Yet this is not your typical representative of the Classics and Comics genre. On reading Santoro's Pompeii it quickly becomes clear that this is a work that is deeply engaged with an issue that this blog is especially interested in exploring: the use of antiquity to explore debates in contemporary art. Santoro's choice of Pompeii as a setting is multifaceted, and I only want to dwell briefly on one aspect here, as outlined by Santoro in his blog:
Pompeii started as me wanting to tell this story about working for Francesco Clemente. But that was too complicated. Too many modern details. Dash had been telling me I should make a romance and I had always wanted to do a riff on the genre. So I mashed up my classical influences - many learned from Clemente - and set the whole thing in Pompeii at the time of the eruption of Mount Vesuvius in 79 AD. Working for Clemente had that feeling of going into another world - so it felt right. Plus I could play out the narrative without explaining too much. Pompeii is like a genre in itself - like stories set around the sinking of the Titanic.

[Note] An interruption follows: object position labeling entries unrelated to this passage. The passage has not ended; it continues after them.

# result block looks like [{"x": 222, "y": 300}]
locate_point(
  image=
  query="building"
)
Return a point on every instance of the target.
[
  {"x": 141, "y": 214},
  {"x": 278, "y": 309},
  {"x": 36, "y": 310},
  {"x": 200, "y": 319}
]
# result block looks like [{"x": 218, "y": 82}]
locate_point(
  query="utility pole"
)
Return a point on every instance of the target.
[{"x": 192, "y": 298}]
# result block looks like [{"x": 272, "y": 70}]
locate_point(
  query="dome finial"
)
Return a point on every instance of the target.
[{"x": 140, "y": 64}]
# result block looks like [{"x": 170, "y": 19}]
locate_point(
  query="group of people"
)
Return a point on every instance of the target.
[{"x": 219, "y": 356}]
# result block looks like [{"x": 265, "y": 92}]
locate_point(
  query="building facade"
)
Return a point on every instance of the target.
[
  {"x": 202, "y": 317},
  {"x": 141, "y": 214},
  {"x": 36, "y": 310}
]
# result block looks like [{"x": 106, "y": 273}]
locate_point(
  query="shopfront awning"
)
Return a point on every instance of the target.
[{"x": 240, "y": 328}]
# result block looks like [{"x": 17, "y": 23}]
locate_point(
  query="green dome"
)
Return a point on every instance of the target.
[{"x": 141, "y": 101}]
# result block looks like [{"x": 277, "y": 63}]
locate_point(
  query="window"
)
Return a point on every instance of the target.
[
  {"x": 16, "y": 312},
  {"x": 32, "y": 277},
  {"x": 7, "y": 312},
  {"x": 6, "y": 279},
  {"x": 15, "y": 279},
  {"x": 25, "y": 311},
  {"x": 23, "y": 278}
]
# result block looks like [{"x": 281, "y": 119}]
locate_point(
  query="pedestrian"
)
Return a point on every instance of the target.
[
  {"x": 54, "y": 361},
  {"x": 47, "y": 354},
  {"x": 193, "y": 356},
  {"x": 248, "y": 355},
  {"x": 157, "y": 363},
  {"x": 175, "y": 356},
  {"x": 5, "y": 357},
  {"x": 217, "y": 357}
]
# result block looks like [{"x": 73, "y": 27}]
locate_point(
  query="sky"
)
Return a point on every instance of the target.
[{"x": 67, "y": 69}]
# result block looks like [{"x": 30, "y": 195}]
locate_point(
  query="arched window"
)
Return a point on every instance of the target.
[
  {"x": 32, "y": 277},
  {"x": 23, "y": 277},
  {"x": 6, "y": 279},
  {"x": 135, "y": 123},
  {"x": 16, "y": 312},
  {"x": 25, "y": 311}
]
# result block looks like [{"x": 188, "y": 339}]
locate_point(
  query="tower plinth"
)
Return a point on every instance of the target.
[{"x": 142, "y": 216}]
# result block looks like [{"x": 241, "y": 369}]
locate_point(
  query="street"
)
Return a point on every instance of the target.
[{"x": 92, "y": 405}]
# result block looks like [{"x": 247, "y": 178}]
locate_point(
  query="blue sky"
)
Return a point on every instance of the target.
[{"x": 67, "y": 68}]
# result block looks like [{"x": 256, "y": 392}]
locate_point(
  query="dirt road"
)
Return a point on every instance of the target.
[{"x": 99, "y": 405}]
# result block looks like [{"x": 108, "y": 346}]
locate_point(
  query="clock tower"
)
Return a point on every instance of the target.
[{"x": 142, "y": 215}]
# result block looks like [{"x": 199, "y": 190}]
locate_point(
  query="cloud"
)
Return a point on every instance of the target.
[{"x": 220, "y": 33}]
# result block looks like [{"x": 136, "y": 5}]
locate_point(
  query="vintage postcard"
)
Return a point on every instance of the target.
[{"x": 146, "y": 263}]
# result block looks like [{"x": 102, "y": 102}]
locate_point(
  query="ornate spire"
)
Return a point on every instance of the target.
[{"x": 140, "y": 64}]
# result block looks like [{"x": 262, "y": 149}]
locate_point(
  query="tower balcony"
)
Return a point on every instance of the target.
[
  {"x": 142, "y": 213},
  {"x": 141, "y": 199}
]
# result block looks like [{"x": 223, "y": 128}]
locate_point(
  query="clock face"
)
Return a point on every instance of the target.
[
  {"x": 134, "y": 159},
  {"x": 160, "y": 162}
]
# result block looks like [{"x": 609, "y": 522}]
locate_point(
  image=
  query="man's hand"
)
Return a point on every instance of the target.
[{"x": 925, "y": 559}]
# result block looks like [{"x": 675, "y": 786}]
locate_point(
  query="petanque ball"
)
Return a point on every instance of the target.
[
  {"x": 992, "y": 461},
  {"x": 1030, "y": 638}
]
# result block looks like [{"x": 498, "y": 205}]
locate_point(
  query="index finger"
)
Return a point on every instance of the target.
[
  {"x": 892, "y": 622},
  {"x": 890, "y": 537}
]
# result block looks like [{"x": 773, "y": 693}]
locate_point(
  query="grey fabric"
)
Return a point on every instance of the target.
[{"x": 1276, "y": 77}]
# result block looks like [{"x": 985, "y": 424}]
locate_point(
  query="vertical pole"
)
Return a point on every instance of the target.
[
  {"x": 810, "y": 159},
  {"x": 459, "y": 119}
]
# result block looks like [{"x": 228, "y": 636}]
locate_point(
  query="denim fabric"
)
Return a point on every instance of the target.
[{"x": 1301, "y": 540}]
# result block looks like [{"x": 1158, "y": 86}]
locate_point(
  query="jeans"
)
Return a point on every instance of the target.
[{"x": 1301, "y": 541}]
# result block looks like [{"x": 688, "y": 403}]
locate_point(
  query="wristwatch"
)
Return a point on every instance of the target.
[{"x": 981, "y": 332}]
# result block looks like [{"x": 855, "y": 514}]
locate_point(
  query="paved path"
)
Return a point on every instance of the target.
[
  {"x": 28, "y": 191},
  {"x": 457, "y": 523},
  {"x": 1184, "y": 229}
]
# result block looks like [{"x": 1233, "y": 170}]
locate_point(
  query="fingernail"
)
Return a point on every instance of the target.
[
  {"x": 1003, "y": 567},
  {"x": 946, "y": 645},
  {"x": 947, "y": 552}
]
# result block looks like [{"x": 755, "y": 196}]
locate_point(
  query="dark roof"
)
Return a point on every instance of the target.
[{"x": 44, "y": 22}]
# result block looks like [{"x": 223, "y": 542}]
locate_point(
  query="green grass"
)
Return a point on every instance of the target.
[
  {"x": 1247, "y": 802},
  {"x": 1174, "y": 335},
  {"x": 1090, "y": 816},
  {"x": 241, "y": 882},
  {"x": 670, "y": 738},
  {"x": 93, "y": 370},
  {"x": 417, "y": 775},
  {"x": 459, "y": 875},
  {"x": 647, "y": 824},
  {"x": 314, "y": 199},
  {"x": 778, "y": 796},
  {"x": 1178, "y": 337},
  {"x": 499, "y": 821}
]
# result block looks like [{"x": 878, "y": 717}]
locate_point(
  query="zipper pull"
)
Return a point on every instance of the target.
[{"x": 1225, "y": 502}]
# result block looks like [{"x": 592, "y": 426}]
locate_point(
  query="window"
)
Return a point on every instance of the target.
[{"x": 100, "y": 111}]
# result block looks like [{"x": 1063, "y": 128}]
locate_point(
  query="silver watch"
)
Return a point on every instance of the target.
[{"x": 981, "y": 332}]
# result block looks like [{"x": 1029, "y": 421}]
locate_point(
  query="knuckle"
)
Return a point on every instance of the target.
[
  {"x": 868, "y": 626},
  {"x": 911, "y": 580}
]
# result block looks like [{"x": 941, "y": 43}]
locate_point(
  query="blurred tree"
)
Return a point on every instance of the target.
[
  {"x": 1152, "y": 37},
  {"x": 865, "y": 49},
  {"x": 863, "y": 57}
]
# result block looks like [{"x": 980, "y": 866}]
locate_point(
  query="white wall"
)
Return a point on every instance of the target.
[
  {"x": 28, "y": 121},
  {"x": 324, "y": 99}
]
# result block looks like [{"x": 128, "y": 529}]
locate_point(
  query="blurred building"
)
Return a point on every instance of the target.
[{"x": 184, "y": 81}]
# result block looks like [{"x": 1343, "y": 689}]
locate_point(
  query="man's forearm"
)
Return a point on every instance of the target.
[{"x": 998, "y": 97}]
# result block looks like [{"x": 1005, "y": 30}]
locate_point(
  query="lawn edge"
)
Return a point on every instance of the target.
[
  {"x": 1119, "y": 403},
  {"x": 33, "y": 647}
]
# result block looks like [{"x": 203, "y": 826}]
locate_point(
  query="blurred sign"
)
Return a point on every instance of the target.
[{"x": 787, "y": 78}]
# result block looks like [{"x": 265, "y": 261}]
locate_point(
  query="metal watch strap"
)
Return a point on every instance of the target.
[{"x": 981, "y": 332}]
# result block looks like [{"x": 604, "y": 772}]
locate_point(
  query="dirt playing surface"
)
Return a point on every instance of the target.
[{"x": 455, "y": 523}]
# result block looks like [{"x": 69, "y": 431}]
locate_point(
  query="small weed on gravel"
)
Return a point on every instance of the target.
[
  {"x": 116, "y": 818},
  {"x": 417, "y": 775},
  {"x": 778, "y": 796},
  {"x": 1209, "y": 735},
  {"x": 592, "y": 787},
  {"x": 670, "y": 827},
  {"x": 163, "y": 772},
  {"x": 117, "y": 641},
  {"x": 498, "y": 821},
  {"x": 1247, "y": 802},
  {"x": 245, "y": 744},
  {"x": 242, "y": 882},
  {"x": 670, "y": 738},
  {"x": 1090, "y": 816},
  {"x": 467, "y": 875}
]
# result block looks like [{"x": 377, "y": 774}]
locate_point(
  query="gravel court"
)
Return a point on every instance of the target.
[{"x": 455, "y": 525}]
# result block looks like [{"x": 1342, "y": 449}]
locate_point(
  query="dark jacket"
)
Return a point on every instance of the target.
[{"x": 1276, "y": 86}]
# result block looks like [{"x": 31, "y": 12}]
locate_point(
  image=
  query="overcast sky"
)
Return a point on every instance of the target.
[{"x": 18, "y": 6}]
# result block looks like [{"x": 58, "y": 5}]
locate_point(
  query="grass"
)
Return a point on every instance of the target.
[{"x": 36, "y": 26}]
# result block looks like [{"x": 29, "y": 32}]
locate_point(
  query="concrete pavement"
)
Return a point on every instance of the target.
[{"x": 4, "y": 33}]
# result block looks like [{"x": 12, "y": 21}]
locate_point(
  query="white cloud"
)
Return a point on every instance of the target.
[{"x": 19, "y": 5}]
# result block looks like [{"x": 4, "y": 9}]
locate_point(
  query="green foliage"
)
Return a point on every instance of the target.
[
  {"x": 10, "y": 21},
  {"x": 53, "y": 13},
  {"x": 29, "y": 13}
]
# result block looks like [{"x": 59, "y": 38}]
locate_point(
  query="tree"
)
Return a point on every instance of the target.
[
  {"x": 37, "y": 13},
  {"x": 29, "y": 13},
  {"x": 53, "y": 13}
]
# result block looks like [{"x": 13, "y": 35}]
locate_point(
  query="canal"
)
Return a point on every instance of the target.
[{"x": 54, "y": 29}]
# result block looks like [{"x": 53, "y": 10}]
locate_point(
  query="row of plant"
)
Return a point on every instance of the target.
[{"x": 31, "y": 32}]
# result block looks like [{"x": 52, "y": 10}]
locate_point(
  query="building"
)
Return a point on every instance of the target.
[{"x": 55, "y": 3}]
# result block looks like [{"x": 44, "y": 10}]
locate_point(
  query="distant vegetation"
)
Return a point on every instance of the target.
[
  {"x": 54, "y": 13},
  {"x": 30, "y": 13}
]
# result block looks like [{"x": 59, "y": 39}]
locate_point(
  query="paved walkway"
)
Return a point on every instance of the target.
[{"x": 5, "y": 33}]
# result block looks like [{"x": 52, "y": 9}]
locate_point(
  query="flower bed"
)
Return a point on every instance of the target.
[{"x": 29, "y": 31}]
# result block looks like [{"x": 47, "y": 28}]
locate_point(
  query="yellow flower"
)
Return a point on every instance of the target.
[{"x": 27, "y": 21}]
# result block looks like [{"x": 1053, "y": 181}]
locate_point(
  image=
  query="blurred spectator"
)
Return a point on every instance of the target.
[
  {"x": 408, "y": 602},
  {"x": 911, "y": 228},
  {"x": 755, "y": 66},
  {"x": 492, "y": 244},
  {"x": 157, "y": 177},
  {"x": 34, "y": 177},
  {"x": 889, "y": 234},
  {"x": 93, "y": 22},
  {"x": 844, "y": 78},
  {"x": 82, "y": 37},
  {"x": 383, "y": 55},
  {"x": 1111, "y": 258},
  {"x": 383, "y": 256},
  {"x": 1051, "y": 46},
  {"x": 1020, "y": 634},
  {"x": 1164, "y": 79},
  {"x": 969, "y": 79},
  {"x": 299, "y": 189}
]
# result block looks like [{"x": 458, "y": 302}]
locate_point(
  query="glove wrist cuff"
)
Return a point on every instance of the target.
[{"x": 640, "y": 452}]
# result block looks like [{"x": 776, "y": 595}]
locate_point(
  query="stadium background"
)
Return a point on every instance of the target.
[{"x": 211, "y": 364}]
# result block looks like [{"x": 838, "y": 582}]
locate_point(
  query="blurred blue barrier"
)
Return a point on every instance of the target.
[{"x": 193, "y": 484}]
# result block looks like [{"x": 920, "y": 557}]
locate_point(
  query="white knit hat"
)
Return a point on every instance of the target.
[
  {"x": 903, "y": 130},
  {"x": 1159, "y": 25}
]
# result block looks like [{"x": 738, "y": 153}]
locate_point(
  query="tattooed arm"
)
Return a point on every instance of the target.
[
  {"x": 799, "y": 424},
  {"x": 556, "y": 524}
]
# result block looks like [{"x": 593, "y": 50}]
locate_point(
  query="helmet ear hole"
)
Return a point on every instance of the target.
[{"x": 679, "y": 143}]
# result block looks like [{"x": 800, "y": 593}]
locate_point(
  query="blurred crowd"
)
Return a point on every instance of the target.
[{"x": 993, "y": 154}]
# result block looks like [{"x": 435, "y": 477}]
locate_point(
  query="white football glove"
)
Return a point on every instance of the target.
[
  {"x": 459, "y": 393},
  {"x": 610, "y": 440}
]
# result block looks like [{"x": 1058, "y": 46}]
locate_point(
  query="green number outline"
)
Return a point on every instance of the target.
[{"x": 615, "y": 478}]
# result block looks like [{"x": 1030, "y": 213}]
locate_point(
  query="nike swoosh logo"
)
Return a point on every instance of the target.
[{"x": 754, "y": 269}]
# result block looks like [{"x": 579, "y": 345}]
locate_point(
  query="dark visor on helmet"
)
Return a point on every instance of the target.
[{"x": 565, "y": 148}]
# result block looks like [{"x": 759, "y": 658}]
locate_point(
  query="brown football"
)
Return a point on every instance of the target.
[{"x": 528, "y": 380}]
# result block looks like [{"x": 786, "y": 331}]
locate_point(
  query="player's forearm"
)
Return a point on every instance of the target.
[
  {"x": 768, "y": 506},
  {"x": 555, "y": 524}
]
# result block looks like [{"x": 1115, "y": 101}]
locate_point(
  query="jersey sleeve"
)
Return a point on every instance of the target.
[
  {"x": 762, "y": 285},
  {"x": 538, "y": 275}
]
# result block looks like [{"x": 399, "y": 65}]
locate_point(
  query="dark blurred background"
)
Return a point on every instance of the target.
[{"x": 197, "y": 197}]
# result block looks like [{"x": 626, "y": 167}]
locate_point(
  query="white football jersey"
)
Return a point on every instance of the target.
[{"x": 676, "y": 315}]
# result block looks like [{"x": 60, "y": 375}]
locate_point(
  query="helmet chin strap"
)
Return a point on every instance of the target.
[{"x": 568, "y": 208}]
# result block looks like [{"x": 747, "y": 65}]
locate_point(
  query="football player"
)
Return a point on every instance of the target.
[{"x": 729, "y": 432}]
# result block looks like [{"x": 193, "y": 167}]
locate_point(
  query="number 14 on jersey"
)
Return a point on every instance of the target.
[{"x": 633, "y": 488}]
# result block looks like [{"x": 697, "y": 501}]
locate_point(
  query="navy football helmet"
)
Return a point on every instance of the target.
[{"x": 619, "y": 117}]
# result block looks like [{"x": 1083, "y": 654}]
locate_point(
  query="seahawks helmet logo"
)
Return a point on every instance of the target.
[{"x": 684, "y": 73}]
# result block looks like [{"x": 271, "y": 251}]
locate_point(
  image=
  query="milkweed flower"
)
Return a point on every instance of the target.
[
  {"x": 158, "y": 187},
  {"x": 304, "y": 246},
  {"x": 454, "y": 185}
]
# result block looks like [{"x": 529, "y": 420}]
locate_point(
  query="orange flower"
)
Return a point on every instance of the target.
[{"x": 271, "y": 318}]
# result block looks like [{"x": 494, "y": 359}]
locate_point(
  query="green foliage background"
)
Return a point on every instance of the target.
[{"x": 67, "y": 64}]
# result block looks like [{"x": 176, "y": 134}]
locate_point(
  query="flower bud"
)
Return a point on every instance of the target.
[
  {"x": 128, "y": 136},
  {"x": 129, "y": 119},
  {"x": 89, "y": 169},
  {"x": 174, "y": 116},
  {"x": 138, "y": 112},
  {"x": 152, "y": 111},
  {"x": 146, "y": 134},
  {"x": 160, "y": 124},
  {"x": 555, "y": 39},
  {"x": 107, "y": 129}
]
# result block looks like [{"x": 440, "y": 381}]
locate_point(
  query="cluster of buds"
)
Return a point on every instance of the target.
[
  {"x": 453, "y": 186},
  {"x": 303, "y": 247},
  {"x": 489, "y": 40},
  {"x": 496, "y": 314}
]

There is considerable scope for a discussion of the retelling of the dynamic between Marcus/Santoro the lowly assistant and Flavius/Clemente the celebrated painter in Pompeii, but here I want to highlight the idea that the 'mash-up' of Santoro's 'classical influences' is in some ways inspired by Clemente. Two of the paintings that play a role in Pompeii are of Flavius' mistress, called simply 'the princess' and his wife Alba. The former is a full-figure, reclining, while the latter is a close-up, head-shot portrait. In 2006, Clemente painted a series of portraits of well-known figures (e.g. Salman Rushdie), as well as his wife - Alba Clemente - which bears an uncanny resemblance to the head-shot portrait of Flavius' wife, Alba.
For more on Frank Santoro, go here.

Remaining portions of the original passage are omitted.